Al contrario di quanto si appresta a fare il governo italiano, e probabilmente farà anche la maggior parte dei governi della Vecchia Europa, il presidente neo-eletto Obama annuncia una politica anti-crisi fondata su due pilastri: investimenti in infrastrutture, come strade, ponti, reti, scuole, energia pulita; riduzione delle tasse per tutta la classe media americana (attenzione: la classe media per Obama non inizia dai 35 mila euro in giù, come per i politici italiani di destra e di sinistra, ma dai 250 mila dollari in giù).
Inoltre, pare che per il momento Obama non sia intenzionato a revocare i tagli fiscali voluti da Bush per i più ricchi, ma li lascerebbe arrivare alla scadenza prevista dalla legge, cioè fine del 2010. Insomma, la ricetta con cui l'amministrazione Obama vuole far uscire gli Stati Uniti dalla crisi è più spesa pubblica e meno tasse per tutti. Dunque, più deficit, ma con giudizio, visto che «la maggiore spesa dovrà essere destinata alle aree dove potrà avere l'impatto maggiore» (energia rinnovabile e infrastrutture, biotecnologie e banda larga), come ha di recente scritto Lawrence Summers, prossimo capo del National Economic Council, sul Financial Times. Grandi progetti e ampi tagli fiscali, non briciole.
E d'altra parte, l'orientamento centrista e moderato, si direbbe market-friendly, di Obama è confermato dalla squadra di politica economica che sta assemblando. Tutti uomini esperti e pragmatici, già al governo con Clinton. Il Wall Street Journal accoglie come una «buona notizia» l'arrivo di Larry Summers alla guida del team economico di Obama. Lo chiama il «nuovo deregolatore» alla Casa Bianca. E' di quei democratici cui piace «mungere la mucca», ma anche farla crescere.
Crede che le aliquote fiscali più alte possano crescere anche di molto prima di deprimere l'economia e provocare una riduzione delle entrate, e come Keynes che la spesa pubblica favorisca la crescita. Tuttavia, ammette il quotidiano, sulla regolazione finanziaria in particolare Summers ha svolto un «ruolo costruttivo», favorendo l'approvazione della deregulation Gramm-Leach-Bliley del 1999, e ha compreso cosa è andato storto in Fannie Mae e Freddie Mac.
Anche il Washington Post riconosce che il team economico che Obama sta mettendo su è market-oriented. Un team «molto esperto» di massimi consiglieri economici, «i cui membri chiave credono fermamente che una limitata spesa pubblica, insieme al libero mercato, possa creare una prosperità duratura».
Le prime scelte di Obama preoccupano invece i liberal del Partito democratico e non sembrano essere piaciute al New York Times, che parte subito lanciando accuse contro Summers e il prossimo ministro del Tesoro Geithner.
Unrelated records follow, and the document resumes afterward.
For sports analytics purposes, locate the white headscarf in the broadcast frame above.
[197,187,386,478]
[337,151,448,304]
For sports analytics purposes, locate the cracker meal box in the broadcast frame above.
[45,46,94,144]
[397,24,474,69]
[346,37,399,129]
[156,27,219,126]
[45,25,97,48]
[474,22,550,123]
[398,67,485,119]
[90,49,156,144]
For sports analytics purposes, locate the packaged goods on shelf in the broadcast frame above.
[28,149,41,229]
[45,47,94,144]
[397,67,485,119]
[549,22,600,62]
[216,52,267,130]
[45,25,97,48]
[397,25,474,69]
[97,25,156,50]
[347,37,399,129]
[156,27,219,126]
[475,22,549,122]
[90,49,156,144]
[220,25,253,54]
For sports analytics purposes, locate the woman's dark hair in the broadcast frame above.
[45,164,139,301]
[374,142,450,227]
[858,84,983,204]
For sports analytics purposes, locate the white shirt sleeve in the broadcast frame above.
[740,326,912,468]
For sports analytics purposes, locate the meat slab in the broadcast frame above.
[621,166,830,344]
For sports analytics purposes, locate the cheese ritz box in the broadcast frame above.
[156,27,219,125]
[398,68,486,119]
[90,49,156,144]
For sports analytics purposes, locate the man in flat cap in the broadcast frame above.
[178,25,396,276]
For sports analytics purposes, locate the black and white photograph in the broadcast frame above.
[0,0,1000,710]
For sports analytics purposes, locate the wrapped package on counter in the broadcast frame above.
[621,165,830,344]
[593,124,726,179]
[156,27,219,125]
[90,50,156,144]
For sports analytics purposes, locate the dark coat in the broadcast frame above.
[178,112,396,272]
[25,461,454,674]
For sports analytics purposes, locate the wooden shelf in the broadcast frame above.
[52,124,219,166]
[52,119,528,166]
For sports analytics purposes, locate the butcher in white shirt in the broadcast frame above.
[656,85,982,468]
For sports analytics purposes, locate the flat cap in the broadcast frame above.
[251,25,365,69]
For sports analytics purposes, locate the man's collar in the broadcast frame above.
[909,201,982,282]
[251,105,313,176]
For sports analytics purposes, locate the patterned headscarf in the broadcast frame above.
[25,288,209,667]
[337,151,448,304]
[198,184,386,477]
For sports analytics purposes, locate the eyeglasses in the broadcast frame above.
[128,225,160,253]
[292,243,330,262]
Dovranno dimostrare non il loro induscusso talento, ma «quanto e cosa sono riusciti ad imparare dai loro stessi errori», si legge in un editoriale in cui si ricorda come il prossimo ministro del Tesoro e il prossimo consigliere economico della Casa Bianca abbiano, in modi e tempi diversi, avuto delle responsabilità nella crisi finanziaria.
Da presidente della Fed di New York Geithner «ha contribuito alla risposta contraddittoria, e a volte incomprensibile, dell'amministrazione Bush all'attuale crisi finanziaria, compreso il salvataggio multimiliardario di Citigroup». Il peccato originale che si rimprovera a Summers è ancora più grave, perché da segretario al Tesoro per un anno e mezzo durante la seconda presidenza Clinton, «sostenne la legge che deregolò il mercato dei derivati, gli strumenti finanziari ora diventati titoli tossici», nella «falsa convinzione che il mercato si sarebbe regolato da sé». «Non chiediamo loro un mea culpa [?], ma se non riconosceranno gli errori del passato c'è poca speranza che possano assicurare la valutazione lucida e la capacità di guida necessarie a tirare fuori il paese da questo disperato disastro», conclude il NYT.